Après Inside Llewyn Davis, un deuxième film se penche cette année sur la dure vie de musicien. Si le film des frères Coen examinait la difficulté de vivre de son art et les conditions d’un style de vie bohème, Whiplash de Damien Chazelle s’attarde plutôt sur la quête de la perfection artistique, notamment par une introspection de la relation professeur-élève. Le film s’ouvre sur un jeu de batterie s’intensifiant de plus en plus, puis mène à un plan d’ensemble d’un batteur qu’on voit pratiquer du fond du couloir. À mesure que la batterie se remet à sonner, la caméra se rapproche tranquillement du joueur. Alors qu’il s’arrête, on découvre par le contre-champ que la caméra tenait la place d’un homme en complet noir. C’est le premier d’une multitude de face à face entre Terence Fletcher et Andrew Neiman.

Neiman est un jeune musicien ambitieux de dix-neuf ans, inscrit au conservatoire de Shaffer, l’école de musique la plus prestigieuse de New York, « donc du monde ». La rumeur court que le professeur et chef d’orchestre Terence Fletcher se cherche un nouvel assistant de batterie. Or sa réputation le précède, il est connu pour être aussi tyrannique que doué pour débusquer de nouveaux talents. Comme on s’en doute, Fletcher et Neiman finissent par travailler ensemble et si l’aspirant musicien va verser tout ce qu’il peut de sang et de sueur pour s’attirer le respect de son professeur, ce dernier va faire preuve d’une cruauté particulièrement inventive, à coups de manipulations et d’abus verbaux et physiques rivalisant avec ceux de l’instructeur de Full Metal Jacket, afin motiver son élève et d’en faire le prochain Charlie Parker.

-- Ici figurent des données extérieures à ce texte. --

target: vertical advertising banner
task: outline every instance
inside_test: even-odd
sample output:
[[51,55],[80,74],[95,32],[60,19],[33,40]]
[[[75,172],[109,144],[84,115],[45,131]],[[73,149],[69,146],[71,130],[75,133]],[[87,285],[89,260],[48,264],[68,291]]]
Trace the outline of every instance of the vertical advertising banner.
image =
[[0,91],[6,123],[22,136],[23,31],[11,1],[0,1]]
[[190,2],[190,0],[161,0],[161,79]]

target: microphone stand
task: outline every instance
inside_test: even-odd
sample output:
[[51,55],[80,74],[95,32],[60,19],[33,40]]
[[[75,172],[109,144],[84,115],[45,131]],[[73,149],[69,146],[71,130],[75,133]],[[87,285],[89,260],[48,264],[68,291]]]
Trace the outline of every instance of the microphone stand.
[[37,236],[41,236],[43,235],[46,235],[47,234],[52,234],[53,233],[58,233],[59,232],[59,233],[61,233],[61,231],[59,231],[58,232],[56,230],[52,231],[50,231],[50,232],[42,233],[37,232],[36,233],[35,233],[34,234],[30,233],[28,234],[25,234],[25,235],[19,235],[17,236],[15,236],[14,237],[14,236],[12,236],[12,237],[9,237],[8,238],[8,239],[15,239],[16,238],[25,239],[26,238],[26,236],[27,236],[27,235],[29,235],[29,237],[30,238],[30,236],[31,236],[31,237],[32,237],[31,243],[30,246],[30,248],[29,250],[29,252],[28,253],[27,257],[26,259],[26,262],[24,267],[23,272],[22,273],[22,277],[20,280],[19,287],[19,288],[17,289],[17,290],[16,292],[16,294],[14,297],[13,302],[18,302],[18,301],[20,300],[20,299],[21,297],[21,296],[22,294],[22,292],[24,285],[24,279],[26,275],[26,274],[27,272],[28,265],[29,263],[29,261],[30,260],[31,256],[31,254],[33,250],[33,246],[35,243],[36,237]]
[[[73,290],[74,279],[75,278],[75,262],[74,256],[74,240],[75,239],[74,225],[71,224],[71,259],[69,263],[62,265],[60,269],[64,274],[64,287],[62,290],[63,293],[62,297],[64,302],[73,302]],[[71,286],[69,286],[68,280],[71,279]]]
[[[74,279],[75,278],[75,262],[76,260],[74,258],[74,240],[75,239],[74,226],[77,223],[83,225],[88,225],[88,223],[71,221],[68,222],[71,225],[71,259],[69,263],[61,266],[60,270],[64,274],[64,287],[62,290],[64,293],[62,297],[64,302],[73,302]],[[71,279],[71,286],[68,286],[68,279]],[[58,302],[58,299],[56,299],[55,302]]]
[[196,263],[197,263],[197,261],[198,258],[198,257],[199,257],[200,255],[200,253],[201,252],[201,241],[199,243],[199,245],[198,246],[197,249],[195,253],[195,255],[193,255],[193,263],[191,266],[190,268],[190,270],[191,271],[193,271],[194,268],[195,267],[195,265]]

Beaucoup de choses ont été dites sur les rapports d’amour-haine qui peuvent se former entre un maître et son disciple, et on retrouve ici des clichés du professeur tyrannique, mais ces clichés ne sont certainement pas très loin de la vérité. Au-delà de ce propos, on tourne autour du discours sur l’art : qu’est ce que le génie, comment l’atteint-on, quelles perceptions ont les gens ordinaires vis-à-vis de l’artiste? À propos de cette dernière question, la scène de souper familial montre un tableau assez révélateur, le musicien faisant preuve d’un mépris vis-à-vis des performances sportives de ses cousins égalant leur indifférence quand à son art. Le traitement qu’on nous propose de la formation d’un musicien n’est d’ailleurs pas très loin d’un film sportif, que ce soit la relation abusive entre le supérieur et le joueur, les scènes de performance filmées avec une intensité particulièrement réfléchie et qui ne sont pas loin des séquences de boxe de Raging Bull, ce sang et cette sueur qu’on voit revoler en gros plans sur les cymbales, et cet entraînement frénétique qui est exigé par les autres et par soi-même.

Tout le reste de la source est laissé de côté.